Schengen vizesi, Avrupa Birliği (AB) üyesi 22 ülke ile İzlanda, Norveç, Lihtenştayn ve İsviçre’nin oluşturduğu Schengen bölgesine seyahat etmek için gereken bir vizedir. Schengen vizesi, 6 aylık bir dönemde en fazla 90 gün kalma hakkı verir. Schengen vizesi almak için, başvuru sahiplerinin konsolosluklara giderek biyometrik verilerini vermesi, gerekli evrakları sunması ve vize ücretini ödemesi gerekir. Bu süreç, hem zaman hem de maliyet açısından zorlayıcı olabilir.

Ancak, Schengen vizesi başvuru süreci yakında dijitalleşiyor. AB Konseyi ile Avrupa Parlamentosu, Schengen vizelerinin dijital hale dönüştürülmesi konusundaki yeni yasa tasarısı üzerinde uzlaştı. Yeni yasa yürürlüğe girdiğinde, pasaportlara yapıştırılan fiziksel vizelerin yerini, 2 boyutlu bir barkod şeklinde dijital bir vize alacak. Bu dijital vize, internet üzerinden vize sahipleriyle paylaşılabilecek ve mobil cihazlara rahatlıkla indirilebilecek.

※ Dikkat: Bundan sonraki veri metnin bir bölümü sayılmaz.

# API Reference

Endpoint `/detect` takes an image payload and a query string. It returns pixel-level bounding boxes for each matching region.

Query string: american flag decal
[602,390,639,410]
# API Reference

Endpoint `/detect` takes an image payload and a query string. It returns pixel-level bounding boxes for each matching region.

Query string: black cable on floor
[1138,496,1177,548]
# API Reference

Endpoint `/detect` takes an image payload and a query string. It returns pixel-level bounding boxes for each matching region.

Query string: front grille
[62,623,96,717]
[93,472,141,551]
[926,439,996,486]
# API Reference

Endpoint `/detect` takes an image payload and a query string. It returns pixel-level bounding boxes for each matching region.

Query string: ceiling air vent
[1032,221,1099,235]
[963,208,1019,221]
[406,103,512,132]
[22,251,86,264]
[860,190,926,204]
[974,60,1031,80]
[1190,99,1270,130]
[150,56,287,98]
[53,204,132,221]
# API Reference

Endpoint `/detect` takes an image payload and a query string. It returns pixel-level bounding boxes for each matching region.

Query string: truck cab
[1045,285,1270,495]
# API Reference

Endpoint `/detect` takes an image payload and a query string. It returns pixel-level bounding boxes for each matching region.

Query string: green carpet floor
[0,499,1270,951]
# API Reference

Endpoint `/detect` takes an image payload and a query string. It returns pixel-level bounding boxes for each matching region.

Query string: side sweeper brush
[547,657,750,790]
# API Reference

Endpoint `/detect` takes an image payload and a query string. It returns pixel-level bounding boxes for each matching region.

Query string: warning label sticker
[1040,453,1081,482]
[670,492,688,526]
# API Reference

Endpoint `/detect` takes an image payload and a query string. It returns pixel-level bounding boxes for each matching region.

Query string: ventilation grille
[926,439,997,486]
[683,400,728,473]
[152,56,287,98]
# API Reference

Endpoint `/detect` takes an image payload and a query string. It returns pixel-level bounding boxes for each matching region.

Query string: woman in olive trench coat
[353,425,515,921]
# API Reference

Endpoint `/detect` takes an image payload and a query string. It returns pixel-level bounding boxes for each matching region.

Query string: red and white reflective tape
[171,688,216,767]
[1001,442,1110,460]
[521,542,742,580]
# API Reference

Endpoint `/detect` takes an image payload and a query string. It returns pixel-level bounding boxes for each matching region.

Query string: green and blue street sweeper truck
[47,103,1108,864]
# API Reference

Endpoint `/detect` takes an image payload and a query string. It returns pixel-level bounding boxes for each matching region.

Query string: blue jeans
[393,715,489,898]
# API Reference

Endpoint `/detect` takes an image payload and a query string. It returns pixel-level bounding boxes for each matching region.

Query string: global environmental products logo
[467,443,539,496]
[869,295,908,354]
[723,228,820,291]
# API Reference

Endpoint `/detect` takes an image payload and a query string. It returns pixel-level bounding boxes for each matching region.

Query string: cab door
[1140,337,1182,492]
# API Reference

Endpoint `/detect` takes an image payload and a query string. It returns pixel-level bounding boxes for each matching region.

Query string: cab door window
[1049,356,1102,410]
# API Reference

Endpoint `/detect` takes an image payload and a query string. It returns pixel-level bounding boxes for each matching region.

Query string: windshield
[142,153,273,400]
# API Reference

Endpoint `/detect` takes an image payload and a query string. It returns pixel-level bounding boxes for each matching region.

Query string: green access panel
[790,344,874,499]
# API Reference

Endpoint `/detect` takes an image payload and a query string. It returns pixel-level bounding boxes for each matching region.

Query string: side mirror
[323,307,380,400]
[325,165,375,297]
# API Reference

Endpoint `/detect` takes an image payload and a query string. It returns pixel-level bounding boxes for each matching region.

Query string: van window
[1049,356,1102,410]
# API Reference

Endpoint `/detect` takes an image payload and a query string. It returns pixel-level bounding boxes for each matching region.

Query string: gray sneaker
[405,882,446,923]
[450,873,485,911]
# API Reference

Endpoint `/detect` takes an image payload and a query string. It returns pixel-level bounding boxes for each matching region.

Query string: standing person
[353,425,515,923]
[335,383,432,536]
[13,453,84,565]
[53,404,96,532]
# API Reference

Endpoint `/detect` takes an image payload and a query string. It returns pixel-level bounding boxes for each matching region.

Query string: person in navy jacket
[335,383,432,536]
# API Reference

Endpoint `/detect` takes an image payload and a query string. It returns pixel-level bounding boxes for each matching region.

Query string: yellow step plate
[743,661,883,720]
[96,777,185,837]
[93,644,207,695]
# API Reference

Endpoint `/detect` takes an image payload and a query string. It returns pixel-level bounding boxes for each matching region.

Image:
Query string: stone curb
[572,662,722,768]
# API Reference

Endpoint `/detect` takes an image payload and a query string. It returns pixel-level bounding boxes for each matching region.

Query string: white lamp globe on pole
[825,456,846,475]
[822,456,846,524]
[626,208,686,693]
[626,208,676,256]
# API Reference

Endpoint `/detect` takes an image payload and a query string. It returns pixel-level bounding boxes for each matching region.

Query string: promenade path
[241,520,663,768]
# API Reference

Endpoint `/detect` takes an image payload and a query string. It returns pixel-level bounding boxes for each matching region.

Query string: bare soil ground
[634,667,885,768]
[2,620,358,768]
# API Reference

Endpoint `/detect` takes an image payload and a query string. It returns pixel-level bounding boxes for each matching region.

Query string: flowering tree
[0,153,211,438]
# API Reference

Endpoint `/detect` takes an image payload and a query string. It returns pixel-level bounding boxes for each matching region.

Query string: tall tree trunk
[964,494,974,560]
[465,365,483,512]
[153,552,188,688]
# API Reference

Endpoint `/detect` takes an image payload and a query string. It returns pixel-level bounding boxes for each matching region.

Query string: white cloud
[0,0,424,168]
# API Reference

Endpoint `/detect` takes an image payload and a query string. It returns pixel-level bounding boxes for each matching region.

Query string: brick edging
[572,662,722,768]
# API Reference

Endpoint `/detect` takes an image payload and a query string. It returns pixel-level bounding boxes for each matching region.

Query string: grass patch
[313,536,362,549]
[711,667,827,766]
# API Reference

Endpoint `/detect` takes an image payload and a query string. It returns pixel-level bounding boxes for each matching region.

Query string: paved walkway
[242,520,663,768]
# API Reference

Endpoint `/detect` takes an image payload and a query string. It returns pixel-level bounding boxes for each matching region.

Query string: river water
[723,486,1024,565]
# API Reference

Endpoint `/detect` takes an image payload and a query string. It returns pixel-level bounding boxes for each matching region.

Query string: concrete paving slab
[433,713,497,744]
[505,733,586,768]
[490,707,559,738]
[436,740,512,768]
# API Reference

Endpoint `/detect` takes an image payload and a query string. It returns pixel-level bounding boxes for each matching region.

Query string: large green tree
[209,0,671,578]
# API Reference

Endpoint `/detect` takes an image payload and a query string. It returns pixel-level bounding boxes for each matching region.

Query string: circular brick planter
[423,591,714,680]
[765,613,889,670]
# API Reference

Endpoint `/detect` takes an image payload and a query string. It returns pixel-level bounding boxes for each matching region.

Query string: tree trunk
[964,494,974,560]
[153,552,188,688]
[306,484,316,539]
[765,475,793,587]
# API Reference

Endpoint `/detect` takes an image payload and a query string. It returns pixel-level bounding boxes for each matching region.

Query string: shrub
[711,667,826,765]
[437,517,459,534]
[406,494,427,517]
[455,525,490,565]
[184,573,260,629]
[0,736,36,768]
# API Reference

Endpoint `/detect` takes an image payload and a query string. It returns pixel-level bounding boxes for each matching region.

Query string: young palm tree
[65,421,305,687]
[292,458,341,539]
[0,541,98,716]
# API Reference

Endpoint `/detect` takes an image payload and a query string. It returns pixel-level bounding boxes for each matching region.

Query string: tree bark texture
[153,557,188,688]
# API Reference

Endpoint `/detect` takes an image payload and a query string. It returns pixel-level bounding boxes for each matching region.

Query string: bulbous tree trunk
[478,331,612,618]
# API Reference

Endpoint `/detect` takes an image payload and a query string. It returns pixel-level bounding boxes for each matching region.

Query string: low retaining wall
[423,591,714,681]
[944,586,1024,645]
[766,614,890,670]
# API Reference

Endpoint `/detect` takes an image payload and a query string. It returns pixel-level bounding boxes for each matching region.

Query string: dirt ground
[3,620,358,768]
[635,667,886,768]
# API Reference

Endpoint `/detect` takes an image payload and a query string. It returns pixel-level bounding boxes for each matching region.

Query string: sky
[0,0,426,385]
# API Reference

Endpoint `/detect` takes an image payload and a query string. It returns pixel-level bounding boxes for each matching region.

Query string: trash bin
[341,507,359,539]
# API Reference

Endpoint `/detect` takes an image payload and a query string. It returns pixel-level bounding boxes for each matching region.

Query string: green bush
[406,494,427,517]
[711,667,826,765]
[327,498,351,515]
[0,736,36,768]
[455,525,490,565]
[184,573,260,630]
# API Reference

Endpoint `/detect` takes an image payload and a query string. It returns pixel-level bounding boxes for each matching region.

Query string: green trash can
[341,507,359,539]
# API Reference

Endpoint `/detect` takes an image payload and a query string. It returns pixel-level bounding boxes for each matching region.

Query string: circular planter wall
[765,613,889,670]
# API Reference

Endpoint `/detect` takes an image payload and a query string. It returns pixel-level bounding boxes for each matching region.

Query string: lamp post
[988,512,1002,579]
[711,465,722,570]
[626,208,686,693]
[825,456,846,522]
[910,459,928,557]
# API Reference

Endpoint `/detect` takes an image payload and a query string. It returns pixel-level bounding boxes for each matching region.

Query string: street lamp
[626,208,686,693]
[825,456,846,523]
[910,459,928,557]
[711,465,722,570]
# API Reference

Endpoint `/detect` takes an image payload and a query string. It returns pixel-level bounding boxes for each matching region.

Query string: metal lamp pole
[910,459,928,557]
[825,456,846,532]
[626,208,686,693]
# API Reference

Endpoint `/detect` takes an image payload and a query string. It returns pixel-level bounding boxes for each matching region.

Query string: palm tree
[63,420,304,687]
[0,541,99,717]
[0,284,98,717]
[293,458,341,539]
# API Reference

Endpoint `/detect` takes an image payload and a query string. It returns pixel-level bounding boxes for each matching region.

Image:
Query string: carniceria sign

Schengen vizesi başvuru süreci de değişiyor. Bundan sonra, tüm Schengen vize başvuruları, konsolosluklarla anlaşmalı olan kurumlar yerine, online olarak tek bir platform üzerinden gerçekleştirilebilecek. Başvuru yapabilmek için gerekli olan tüm evraklar da bu platforma yüklenebilecek ve hatta vize başvuru ücretleri de online olarak ödenebilecek.

Schengen vizesinin dijitalleşmesi, hem başvuru sahipleri hem de Schengen bölgesi için birçok avantaj sağlayabilir. Başvuru sahipleri için, dijital vize, daha kolay, daha ucuz ve daha hızlı bir vize prosedürü anlamına gelir. Ayrıca, dijital vize, taklit edilmesi ve çalınması riskini azaltır. Schengen bölgesi için, dijital vize, sınır yönetimini ve güvenliğini artırır. Ayrıca, dijital vize, turizmi ve ticareti teşvik eder.

Schengen vizesinin dijitalleşmesi, 2025 yılına kadar tamamlanması planlanan bir sürecin parçasıdır. Bu süreçte, AB ülkelerinin kendi ulusal sistemlerini bırakarak, tamamen ortak dijital platforma geçmeleri gerekecektir. Bu sayede, Schengen vizesi, daha modern, daha etkin ve daha güvenli bir hale gelecektir.